Jésus aide ses disciples à comprendre qui il est

Ces demandes de silence sont une énigme pour les disciples. Jésus leur en donne la raison lorsqu’il leur adresse les deux dernières injonctions. Alors qu’ils sont en chemin vers Césarée (8,27-33), il leur demande : « Qui dites-vous que je suis ? » Pierre répond qu’il est le Messie. Alors, Jésus leur «commande sévèrement de ne parler de lui à personne.» Plus loin, après la Transfiguration (9,1-13), il leur recommande « de ne raconter à personne ce qu’ils ont vu, jusqu’à ce que le Fils de l’homme ressuscite d’entre les morts ». Jésus les aide à comprendre son identité, car ce sont eux qui auront à la révéler après sa résurrection. Pendant la première partie de l’évangile, Jésus annonce son destin et y prépare ses disciples. À Césarée et à la Transfiguration, il les prépare à expérimenter à sa suite les étapes de sa Passion et veut purifier leur connaissance de son identité.
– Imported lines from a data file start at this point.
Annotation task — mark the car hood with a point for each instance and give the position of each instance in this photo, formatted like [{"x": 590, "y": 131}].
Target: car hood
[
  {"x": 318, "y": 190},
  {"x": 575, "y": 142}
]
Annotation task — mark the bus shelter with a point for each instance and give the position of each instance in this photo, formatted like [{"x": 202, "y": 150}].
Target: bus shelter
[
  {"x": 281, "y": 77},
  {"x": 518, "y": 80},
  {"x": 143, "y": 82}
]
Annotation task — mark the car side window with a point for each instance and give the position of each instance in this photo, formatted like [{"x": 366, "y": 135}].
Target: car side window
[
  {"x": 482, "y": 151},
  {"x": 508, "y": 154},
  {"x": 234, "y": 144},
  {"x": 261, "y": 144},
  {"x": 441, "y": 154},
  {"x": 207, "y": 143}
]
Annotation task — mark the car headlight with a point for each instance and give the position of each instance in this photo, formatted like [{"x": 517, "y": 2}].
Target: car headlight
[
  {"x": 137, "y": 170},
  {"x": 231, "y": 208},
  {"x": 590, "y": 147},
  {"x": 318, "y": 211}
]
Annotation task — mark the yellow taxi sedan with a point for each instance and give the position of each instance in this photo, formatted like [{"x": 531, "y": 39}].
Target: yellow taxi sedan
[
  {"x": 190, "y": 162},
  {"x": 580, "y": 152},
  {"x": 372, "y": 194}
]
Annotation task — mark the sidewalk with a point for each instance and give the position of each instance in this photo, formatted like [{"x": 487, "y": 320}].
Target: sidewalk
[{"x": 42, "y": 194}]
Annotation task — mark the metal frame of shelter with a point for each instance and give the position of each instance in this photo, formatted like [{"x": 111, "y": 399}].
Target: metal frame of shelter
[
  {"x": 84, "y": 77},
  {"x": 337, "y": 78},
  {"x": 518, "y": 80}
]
Après la Résurrection, ils pourront tout dire

Dès lors, les ordres de silence n’ont plus lieu d’être et s’arrêtent au chapitre 9. L’ordre de silence émis par Jésus en 8,30, complété par celui qu’il donne en 9,9, concerne ses titres (Messie en 8,29 et Fils de Dieu en 9,7). La demande de silence n’a plus besoin d’être formulée à nouveau, car elle est fermement et ouvertement expliquée par l’annonce de la Passion (8, 32). Enfin, le silence a un terme : en redescendant de la montagne après la Transfiguration, Jésus demande aux disciples de se taire jusqu’à sa résurrection. Ils pourront alors dévoiler ce qu’ils ont vu, entendu et expérimenté avec Jésus : il est bien le Christ attendu. Il leur faudra redéfinir ce titre, le détacher des idées triomphalistes de l’époque (on attendait un roi vainqueur et puissant) et le lier à un parcours passant par le rejet, la mort et la résurrection. Ils auront aussi à annoncer que Jésus est le Fils de Dieu : la voix divine l’a confirmé au baptême (1,11) et surtout à la Transfiguration, où, après avoir dit de nouveau : « Celui-ci est mon Fils bien-aimé », la voix ajoute : « Écoutez-le ». Quand doivent-ils l’écouter ? Surtout quand il annonce sa Passion. Dieu proclame que cet homme,- acceptant de mourir avec le même effacement qu’il a montré au baptême -, est son Fils bien-aimé.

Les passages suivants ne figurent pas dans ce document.